Debate Students Compete at TFA State and Receive Academic All American Award

John Park, Managing Editor of News and Feature

Seniors Zach Jones and Josh Smith recently made it to Quarterfinals in CX and senior Phoenix Pittman made it to triple-octafinals in LD at the TFA State competition March 11-13. This tournament was held virtually and the students came up to the high school to compete.
“With this strange year, I [didn’t] really have any [expectations],” speech and debate coordinator Rory McKenzie said. “This is gravy at this point. We [had] some students who are state veterans who [hoped] to equal or better their performances. Our seniors definitely [wanted] to give this their best shot. We believe in the value of our activity and think that students who give up their time, and Spring Break, are already winning and growing.”
Besides the three seniors, juniors Aryan Patel and Gavin James, sophomore Sarah Kramer, and freshman Charlotte McConathy also qualified. After the first six preliminary rounds in CX, Smith was placed as top speaker and Jones was third, and their team was placed as top seed.
“Going into this tournament, we didn’t have very high expectations,” Smith said. “After not debating for about four months, having a successful run as we had was a really rewarding final experience with TFA.”
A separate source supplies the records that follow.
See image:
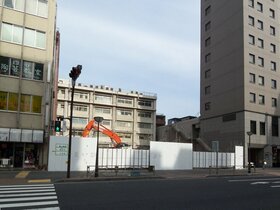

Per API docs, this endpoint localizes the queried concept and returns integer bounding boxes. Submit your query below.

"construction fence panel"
[193,151,235,168]
[99,148,149,169]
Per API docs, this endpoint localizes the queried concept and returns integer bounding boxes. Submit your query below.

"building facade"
[200,0,280,167]
[57,79,157,149]
[0,0,58,168]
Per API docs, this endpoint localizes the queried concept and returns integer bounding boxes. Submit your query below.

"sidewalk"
[0,167,280,185]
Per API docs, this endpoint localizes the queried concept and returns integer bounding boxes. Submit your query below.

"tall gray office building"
[200,0,280,167]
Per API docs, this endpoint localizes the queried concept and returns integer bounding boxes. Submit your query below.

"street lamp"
[247,131,253,173]
[94,116,103,177]
[67,65,82,179]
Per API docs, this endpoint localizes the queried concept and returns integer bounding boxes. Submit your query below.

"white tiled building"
[57,79,157,149]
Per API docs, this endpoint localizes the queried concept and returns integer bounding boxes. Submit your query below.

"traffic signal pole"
[67,65,82,179]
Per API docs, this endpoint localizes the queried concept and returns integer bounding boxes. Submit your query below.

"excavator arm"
[82,119,123,147]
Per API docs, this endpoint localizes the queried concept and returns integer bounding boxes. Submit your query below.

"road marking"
[271,185,280,188]
[251,182,269,185]
[0,184,59,209]
[28,179,51,183]
[272,181,280,184]
[229,177,280,182]
[15,171,30,178]
[0,200,59,208]
[0,192,56,198]
[0,195,57,202]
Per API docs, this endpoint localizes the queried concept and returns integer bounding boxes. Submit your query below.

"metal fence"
[193,151,235,168]
[99,148,150,169]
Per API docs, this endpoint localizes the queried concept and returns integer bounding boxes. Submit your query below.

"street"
[54,176,280,210]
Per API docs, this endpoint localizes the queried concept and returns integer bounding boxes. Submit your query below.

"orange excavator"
[82,119,123,148]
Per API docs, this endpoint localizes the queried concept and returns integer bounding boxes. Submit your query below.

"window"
[138,111,152,118]
[271,61,276,71]
[205,86,211,95]
[22,61,33,79]
[72,118,88,125]
[117,97,133,105]
[205,6,211,16]
[257,20,263,30]
[249,34,255,45]
[250,120,257,134]
[1,23,23,44]
[94,95,112,104]
[270,44,276,53]
[248,16,254,26]
[0,56,10,75]
[117,109,132,116]
[259,95,265,105]
[271,79,277,89]
[272,116,278,137]
[260,122,265,135]
[205,102,211,110]
[139,134,152,141]
[205,69,211,78]
[249,54,255,64]
[26,0,48,18]
[20,94,31,112]
[205,21,211,31]
[4,0,25,11]
[256,2,263,12]
[0,91,8,110]
[102,120,111,126]
[95,107,111,114]
[34,63,44,80]
[138,123,152,129]
[8,93,18,111]
[205,37,211,47]
[73,105,88,112]
[272,98,277,107]
[32,96,42,113]
[258,57,264,67]
[269,9,275,18]
[11,59,20,77]
[116,121,132,128]
[257,38,264,48]
[270,26,275,36]
[24,28,46,49]
[249,73,255,83]
[258,76,264,86]
[205,53,211,63]
[248,0,254,7]
[250,92,256,103]
[138,100,152,107]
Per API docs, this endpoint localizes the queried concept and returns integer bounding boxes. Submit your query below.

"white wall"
[48,136,96,171]
[150,141,193,170]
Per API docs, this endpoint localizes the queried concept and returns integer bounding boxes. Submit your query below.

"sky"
[57,0,201,120]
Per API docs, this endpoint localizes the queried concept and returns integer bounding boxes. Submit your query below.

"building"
[57,79,157,149]
[0,1,59,168]
[200,0,280,167]
[156,114,166,127]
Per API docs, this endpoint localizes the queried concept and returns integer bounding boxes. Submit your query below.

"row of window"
[249,34,276,53]
[249,53,276,71]
[1,22,46,49]
[250,117,278,137]
[249,92,278,107]
[60,103,153,118]
[2,0,48,18]
[249,73,277,88]
[248,0,275,19]
[248,16,276,36]
[0,56,44,80]
[0,91,42,113]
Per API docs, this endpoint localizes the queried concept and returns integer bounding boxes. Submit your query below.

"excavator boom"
[82,119,122,147]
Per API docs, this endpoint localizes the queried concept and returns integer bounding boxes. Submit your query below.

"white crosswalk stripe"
[0,184,60,209]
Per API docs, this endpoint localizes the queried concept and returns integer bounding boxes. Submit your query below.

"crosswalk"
[0,184,60,209]
[228,177,280,188]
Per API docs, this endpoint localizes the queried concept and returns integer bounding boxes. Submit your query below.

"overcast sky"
[57,0,201,120]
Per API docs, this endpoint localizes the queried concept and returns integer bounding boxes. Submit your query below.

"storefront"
[0,128,43,168]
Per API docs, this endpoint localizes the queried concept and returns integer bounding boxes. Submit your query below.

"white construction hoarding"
[150,141,193,170]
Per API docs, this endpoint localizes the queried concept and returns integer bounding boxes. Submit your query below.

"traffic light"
[55,120,61,132]
[69,65,82,81]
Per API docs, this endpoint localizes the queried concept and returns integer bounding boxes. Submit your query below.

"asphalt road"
[55,176,280,210]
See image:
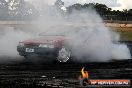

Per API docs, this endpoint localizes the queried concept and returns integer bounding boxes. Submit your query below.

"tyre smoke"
[65,10,131,62]
[0,0,131,62]
[28,0,131,62]
[0,27,33,57]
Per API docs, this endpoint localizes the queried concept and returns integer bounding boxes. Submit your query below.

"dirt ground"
[113,27,132,32]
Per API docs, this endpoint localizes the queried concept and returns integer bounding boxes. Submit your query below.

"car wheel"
[57,46,71,62]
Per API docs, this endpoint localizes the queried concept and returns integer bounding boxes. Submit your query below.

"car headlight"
[39,44,54,48]
[19,42,24,47]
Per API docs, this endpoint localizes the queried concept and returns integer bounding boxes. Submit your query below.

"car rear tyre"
[57,46,71,62]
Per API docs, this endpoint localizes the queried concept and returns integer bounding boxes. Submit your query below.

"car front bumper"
[17,46,59,58]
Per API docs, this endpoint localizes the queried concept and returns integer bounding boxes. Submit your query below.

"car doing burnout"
[17,26,78,62]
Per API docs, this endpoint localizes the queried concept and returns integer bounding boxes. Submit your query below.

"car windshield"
[39,25,86,36]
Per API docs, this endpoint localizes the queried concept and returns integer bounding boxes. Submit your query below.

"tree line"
[66,3,132,21]
[0,0,132,21]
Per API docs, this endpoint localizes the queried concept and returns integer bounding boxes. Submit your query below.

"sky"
[112,0,132,10]
[26,0,132,10]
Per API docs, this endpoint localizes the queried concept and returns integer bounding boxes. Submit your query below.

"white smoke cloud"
[0,27,33,57]
[25,0,56,5]
[65,10,131,62]
[0,0,131,62]
[29,1,131,62]
[25,0,131,62]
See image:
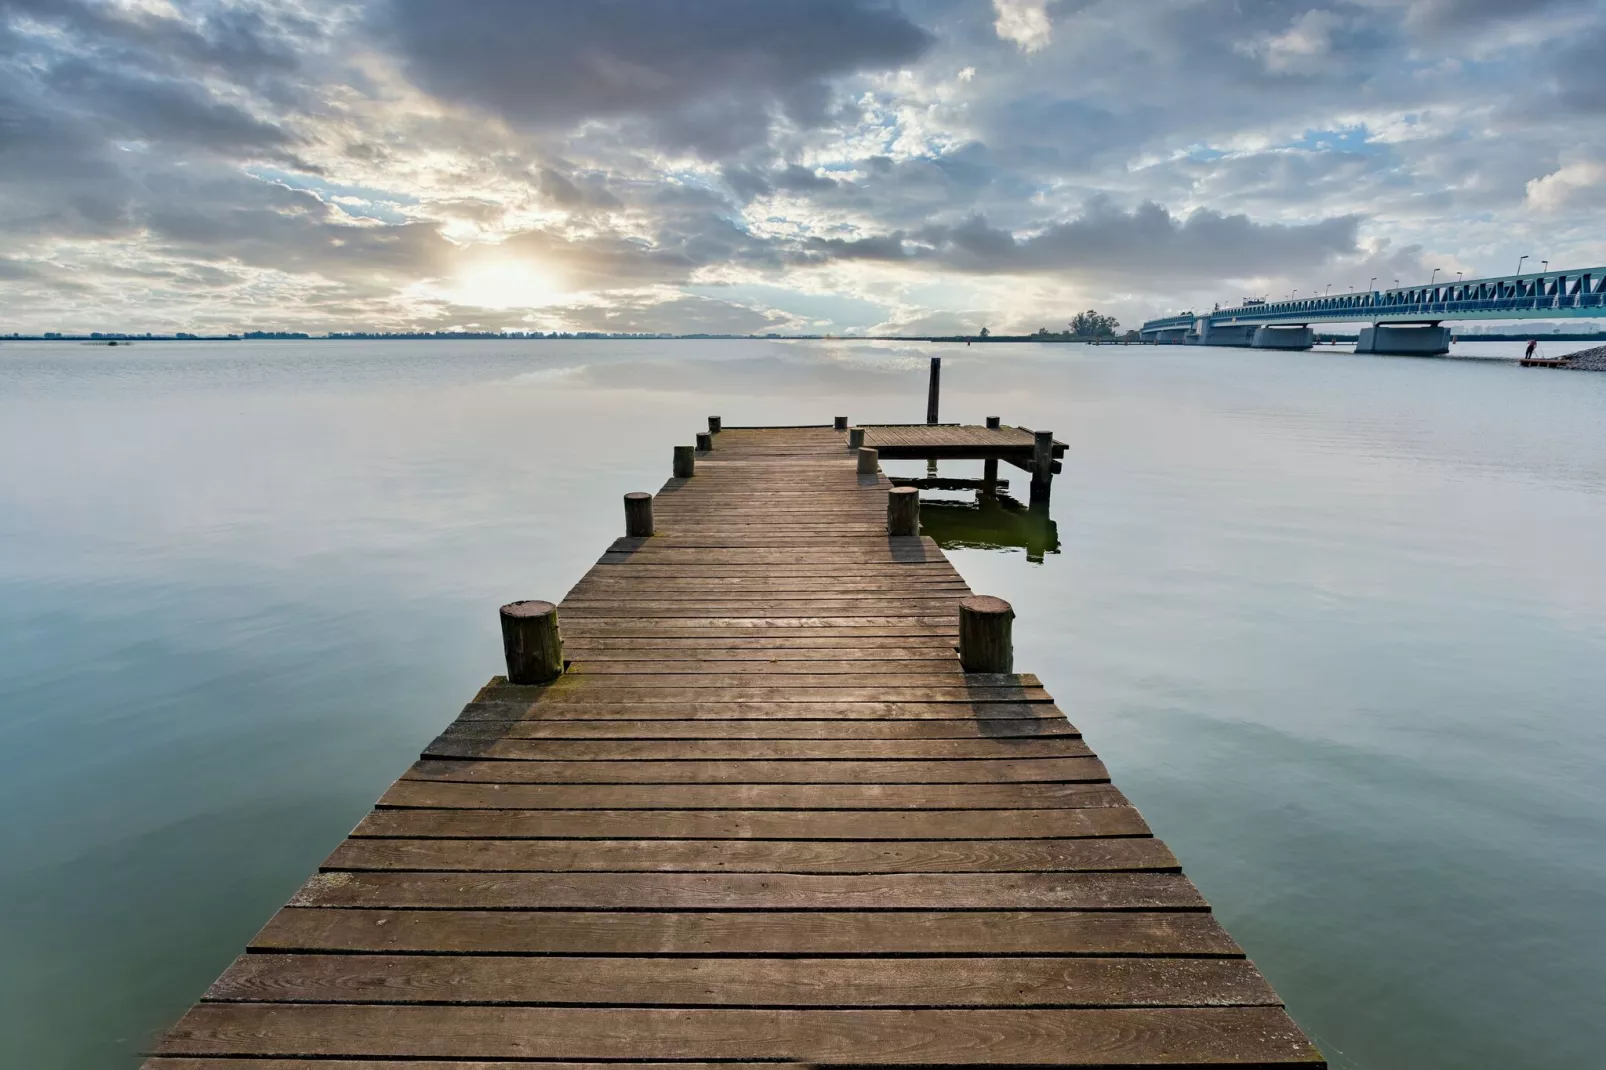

Going into this tournament, we didn’t have very high expectations. After not debating for about four months, having a successful run as we had was a really rewarding final experience with TFA. ”

— Senior Josh Smith


Jones, Smith, Pittman, and senior Brock Hines also recently received the Academic All American Award. According to the NSDA site, this award recognizes high school students who have earned the degree of Superior Distinction (750 points), completed at least 5 semesters of high school, demonstrated outstanding character and leadership, and earned a GPA of 3.7 on a 4.0 scale. They also must have received an ACT score of 27 or higher, or a new SAT score of 1300 or higher.
“The award is a way to honor students who have competed at high degrees and continued their success in the classroom, and in their character,” McKenzie said. “It’s always a special honor because something like only 2% of students in the country earn it. It’s recognition for a dedicated and meaningful career.”